Re-do the estimation chain in §116.2 for 10M DAU instead of 1M. What’s the GPU count and monthly cost? At what user count does a single region stop fitting in 150 H100s?
Suppose the latency requirement changes to TTFT p99 < 200 ms. What does the fleet architecture have to change? (Hint: batch size, TP, replica count.)

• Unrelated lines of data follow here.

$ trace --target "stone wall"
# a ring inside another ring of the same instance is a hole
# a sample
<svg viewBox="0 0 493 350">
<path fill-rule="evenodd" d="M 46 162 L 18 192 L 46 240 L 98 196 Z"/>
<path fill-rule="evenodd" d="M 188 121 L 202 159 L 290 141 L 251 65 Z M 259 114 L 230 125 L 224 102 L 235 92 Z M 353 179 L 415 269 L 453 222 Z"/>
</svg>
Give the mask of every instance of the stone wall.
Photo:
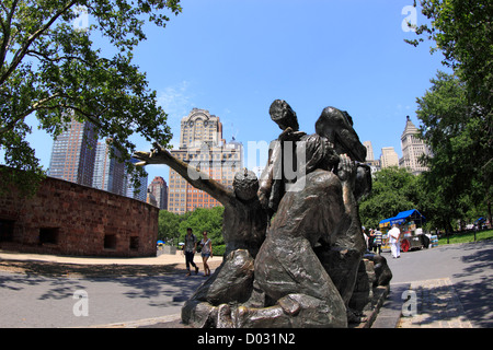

The interviewer says “the budget is $100k/month, not $400k. Redesign.” Walk through the levers in order of cost impact.
You’re told 30% of traffic is RAG-augmented with 6k tokens of context. Redo the KV cache math. Do you need H200s?
Design the rollout plan for a new model version. Include the eval gate, canary schedule, automated rollback triggers, and manual rollback procedure.
Add a feature: per-user conversation memory that spans sessions. Design the storage, retrieval, and freshness model. How does it interact with the LLM serving fleet?
Stretch: The interviewer says “halfway through, we’re changing the problem: make it multimodal, with image and audio inputs.” Rewind the design from §116.3 and rebuild the diagram. Which boxes change? Which stay the same? What new metrics and new failure modes emerge?